Sevgili incelemiş olduğumuz şiirlerde de yakıcı ve göz kamaştırıcı güzelliği dolayısıyla güneşe teşbih edilmiştir. Üzerine giydiği al renkli kıyafetleri de bu benzerliğe neden olmuştur. Bu şekilde sevgili kızıl ışıklarını yayan bir güneşi andırmaktadır. Gevherî aşağıda verilen bir mısrasında sevgiliyi kış güneşine benzetmiştir. Kış güneşi nadir zamanlarda ortaya çıkar. Bir görünüp bir kaybolur. İnsanlar kışın çıkan bu güneşle ısınıp, mutlu olurlar. Kışın soğundan kısa bir süre de olsa uzaklaşırlar. Âşık da ender zamanlarda karşılaştığı sevgilisini gördüğünde böyle bir heyecana ve mutluluğa kavuşur. Âşığın sevgilisinden uzak kaldığı dönemlerde buz kesen kalbi, onu gördüğünde ısınır ve yeniden hayat bulur.
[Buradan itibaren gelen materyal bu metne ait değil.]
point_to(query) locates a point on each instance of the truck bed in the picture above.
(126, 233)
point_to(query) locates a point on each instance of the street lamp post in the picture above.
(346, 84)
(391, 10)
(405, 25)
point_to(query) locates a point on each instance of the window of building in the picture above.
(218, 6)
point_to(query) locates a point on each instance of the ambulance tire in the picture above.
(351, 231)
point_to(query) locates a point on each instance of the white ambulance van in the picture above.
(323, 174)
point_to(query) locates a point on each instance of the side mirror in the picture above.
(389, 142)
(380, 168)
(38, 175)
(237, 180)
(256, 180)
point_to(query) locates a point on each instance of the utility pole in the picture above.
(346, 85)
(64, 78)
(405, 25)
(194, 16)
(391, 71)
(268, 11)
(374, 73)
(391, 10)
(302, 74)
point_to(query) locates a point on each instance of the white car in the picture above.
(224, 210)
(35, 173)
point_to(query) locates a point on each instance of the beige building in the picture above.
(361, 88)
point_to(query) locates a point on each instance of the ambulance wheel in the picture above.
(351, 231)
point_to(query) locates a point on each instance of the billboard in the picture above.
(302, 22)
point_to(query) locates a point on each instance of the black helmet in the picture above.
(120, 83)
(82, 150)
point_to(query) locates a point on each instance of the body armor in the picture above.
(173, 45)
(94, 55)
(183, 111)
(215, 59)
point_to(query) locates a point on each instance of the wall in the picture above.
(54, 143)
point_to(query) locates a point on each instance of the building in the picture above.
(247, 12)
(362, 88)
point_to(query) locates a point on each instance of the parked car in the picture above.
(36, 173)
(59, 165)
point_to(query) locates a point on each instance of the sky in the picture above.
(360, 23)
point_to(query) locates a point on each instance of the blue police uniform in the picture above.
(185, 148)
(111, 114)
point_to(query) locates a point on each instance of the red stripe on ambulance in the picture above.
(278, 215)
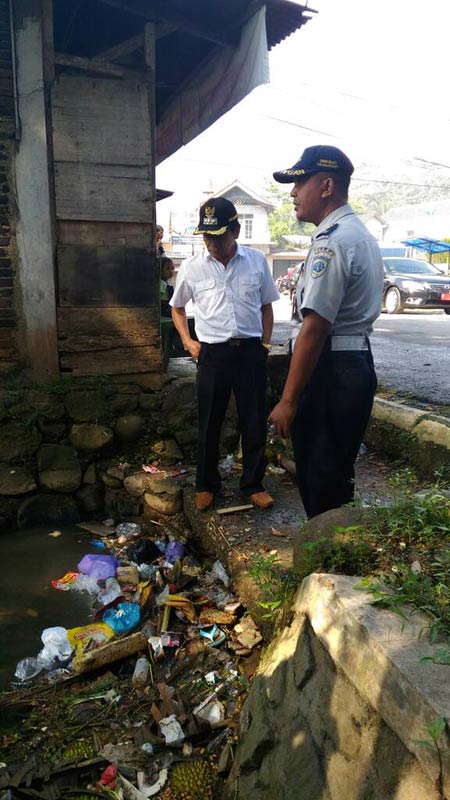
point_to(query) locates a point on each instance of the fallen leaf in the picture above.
(275, 532)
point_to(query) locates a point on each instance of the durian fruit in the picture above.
(78, 751)
(193, 780)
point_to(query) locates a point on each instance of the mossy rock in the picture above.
(47, 508)
(39, 405)
(90, 438)
(18, 442)
(86, 406)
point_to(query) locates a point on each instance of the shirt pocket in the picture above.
(201, 289)
(249, 286)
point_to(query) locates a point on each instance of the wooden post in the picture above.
(35, 222)
(150, 61)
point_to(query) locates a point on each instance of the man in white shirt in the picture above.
(329, 391)
(232, 292)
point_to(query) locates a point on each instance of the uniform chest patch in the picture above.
(319, 266)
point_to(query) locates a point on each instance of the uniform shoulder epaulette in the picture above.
(328, 231)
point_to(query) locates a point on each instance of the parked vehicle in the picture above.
(295, 315)
(287, 283)
(411, 283)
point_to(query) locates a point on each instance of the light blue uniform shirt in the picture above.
(343, 274)
(227, 300)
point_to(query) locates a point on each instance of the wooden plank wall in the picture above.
(108, 299)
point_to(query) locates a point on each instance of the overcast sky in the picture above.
(369, 77)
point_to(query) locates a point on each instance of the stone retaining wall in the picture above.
(337, 703)
(420, 438)
(76, 449)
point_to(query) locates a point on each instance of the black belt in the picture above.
(236, 342)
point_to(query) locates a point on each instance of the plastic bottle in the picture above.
(128, 529)
(141, 672)
(112, 590)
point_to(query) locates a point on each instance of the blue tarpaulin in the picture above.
(429, 245)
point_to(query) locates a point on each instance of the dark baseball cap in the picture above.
(318, 158)
(216, 214)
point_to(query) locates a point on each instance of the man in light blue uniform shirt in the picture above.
(329, 391)
(232, 292)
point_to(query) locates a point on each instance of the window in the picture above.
(246, 221)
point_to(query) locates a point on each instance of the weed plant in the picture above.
(402, 552)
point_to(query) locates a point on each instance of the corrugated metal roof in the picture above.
(283, 17)
(194, 31)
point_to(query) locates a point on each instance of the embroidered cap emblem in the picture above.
(210, 218)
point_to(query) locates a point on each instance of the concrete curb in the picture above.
(409, 433)
(381, 655)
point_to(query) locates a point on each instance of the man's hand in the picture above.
(193, 347)
(282, 416)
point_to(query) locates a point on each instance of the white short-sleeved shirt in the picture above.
(344, 274)
(226, 301)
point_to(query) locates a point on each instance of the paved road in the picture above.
(411, 351)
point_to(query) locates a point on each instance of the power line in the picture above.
(400, 183)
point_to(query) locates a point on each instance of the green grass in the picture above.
(402, 552)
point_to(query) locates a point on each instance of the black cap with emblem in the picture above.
(318, 158)
(216, 214)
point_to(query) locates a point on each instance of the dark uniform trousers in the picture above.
(327, 431)
(239, 365)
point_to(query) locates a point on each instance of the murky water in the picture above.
(29, 561)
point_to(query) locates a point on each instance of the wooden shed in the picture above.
(95, 93)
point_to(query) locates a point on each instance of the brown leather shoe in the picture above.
(262, 499)
(203, 500)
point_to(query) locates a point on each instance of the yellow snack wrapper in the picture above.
(89, 637)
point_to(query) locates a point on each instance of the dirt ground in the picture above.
(237, 537)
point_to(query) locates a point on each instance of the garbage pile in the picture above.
(143, 700)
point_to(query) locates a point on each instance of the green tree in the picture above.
(282, 220)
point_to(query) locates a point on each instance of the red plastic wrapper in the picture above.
(108, 778)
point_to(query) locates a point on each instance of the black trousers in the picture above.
(327, 431)
(223, 368)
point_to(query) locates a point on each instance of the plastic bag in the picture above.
(76, 581)
(123, 618)
(28, 668)
(57, 649)
(174, 551)
(171, 730)
(98, 565)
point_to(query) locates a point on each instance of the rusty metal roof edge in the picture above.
(284, 17)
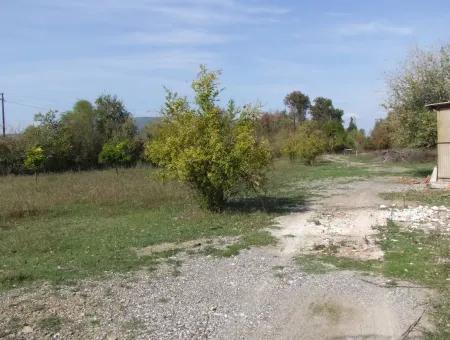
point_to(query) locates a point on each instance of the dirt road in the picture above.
(260, 294)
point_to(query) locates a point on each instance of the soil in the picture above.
(259, 294)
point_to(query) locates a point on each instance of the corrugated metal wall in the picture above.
(443, 121)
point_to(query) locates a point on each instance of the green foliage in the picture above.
(323, 110)
(356, 139)
(382, 134)
(80, 127)
(298, 104)
(352, 125)
(307, 143)
(35, 159)
(118, 153)
(111, 117)
(423, 79)
(215, 150)
(75, 139)
(12, 153)
(335, 135)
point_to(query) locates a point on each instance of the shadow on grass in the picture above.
(269, 204)
(423, 172)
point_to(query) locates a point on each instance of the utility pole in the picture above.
(3, 114)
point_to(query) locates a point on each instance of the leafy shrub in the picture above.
(215, 150)
(35, 160)
(308, 143)
(119, 153)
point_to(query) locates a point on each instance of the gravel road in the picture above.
(259, 294)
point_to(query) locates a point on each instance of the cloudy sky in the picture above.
(54, 52)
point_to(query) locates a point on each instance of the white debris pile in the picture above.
(423, 217)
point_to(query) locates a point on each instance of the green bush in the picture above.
(35, 160)
(119, 153)
(308, 143)
(217, 151)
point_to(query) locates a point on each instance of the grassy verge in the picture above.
(431, 197)
(77, 225)
(412, 256)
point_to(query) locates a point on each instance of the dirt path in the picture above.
(260, 294)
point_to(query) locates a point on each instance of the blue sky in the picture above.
(57, 51)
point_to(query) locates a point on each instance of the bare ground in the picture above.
(260, 294)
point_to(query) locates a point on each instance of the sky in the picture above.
(55, 52)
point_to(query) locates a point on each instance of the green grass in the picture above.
(85, 224)
(51, 323)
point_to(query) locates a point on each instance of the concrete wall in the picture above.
(443, 121)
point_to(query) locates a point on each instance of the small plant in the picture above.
(34, 160)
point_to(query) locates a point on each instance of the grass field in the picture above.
(76, 225)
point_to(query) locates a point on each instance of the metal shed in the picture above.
(443, 142)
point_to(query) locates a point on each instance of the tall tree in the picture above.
(323, 110)
(217, 151)
(111, 115)
(423, 79)
(298, 105)
(80, 126)
(352, 125)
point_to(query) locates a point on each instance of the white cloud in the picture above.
(179, 37)
(191, 11)
(374, 28)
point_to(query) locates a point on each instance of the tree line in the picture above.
(86, 137)
(103, 133)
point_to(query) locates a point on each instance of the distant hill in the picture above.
(142, 122)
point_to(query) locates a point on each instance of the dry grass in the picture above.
(22, 197)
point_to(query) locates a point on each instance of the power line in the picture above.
(3, 115)
(28, 105)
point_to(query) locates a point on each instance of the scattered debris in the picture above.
(424, 217)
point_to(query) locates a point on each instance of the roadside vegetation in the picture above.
(81, 224)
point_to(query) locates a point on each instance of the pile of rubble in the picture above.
(423, 217)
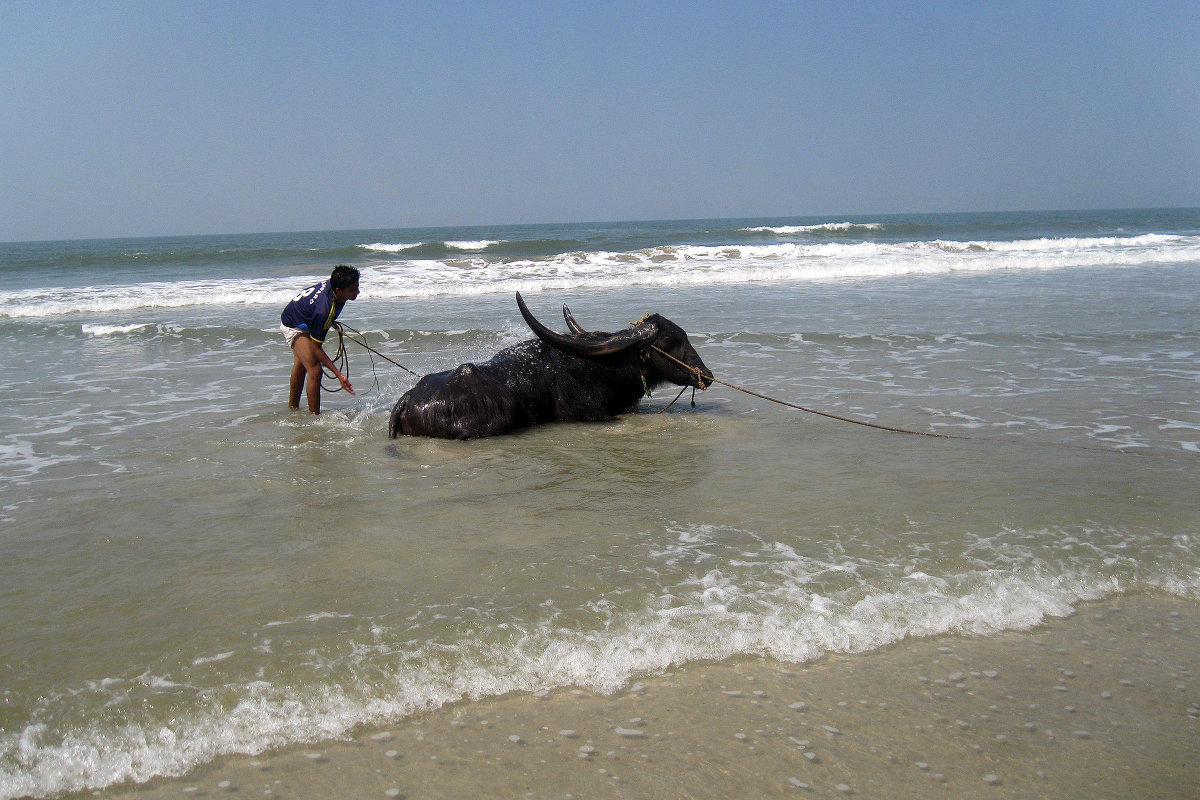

Al geyinmiş de çiçekler sokunmuş Ala güneş gibi doğdu sabahtan

(Karaca Oğlan s. 526/265-1). Âfitâbım şevkım ömrümün varı

Ol mihr-i dîrahşânım ne zaman gelür (Gevherî s. 398/555-1). Âfıtâb-ı şitâ misli Gâh doğar gâh dolunursun (Gevherî s. 518/725-2).

I.2.25. Güvercin

Güvercin, görünüşüyle oldukça güzel ve zarif bir kuş türüdür. Göğsü hafif dışa doğru çıkıntılı ve boynu dik bir duruşu vardır. Bu sebepten âşık sevgilisine güvercin benzetmesi yapmıştır. Bu benzetme yalnızca Karaca Oğlan’ın bir şiirinde geçmektedir:

Güvercin duruşlu keklik sekişli

(Karaca Oğlan s. 505/224-3).

I.2.26. Güzel

Âşık sevgilinin güzelliğini vurgulamak için ona güzel diye hitap etmektedir. Âşığa göre yeryüzüne gelmiş en güzel varlık sevgilidir ve bu sıfat yalnızca onun için kullanılabilir. Gevherî ve Âşık Ömer de bu unsura aşağıdaki şekillerde yer vermiştir:

Çok zamandır güzel görmedim seni

(Gevherî s. 147/190-1). Bedddua bilmem güzel, Mevlâya saldım ben seni

(Âşık Ömer s. 10/19-1). Sen güzeli methederim, gayrısı dursun hele

(Âşık Ömer s. 13/24-2). Güzelim ettiğin yanına kalmaz

Geçer bu güzellik sana da kalmaz

Ey güzeller güzeli nedir günahım Arttırısın her dem figân ü âhım Ben gedâyı sana, kul etmiş şâhım Ferhadı Şirine meftun eyleyen

(Âşık Ömer s. 36/69-3).

I.2.27. Harami

Harami; hırsız, haydut ve yol kesen anlamlarına gelir. Sevgilinin haramiye benzetilme sebebi gönül hırsızı ve katil olmasındandır. Sevgili, âşığın en büyük serveti olan sevgisini ellinden alır. Âşığın gönlünü geri alınması mümkün olmayacak şekilde kendine bağlar. Ayrıca her fırsatta onun canına kasteder. Harami aynı zamanda bulunduğu bölgeyi korur, kimseyi o bölgeye yaklaştırmaz. Sevgili de tıpkı haramiler gibi koruyucu bir özelliğe sahip olup âşığın kendisine yaklaşmasını engeller. Aşağıdaki mısralarda da sevgilinin haramiliği açıkça belirtilmiştir. Sevgili can alan, baş kesen bir harami olarak anlatılmıştır. Âşığın yüreğine zulüm okları atarak, ona acı çektirmektedir.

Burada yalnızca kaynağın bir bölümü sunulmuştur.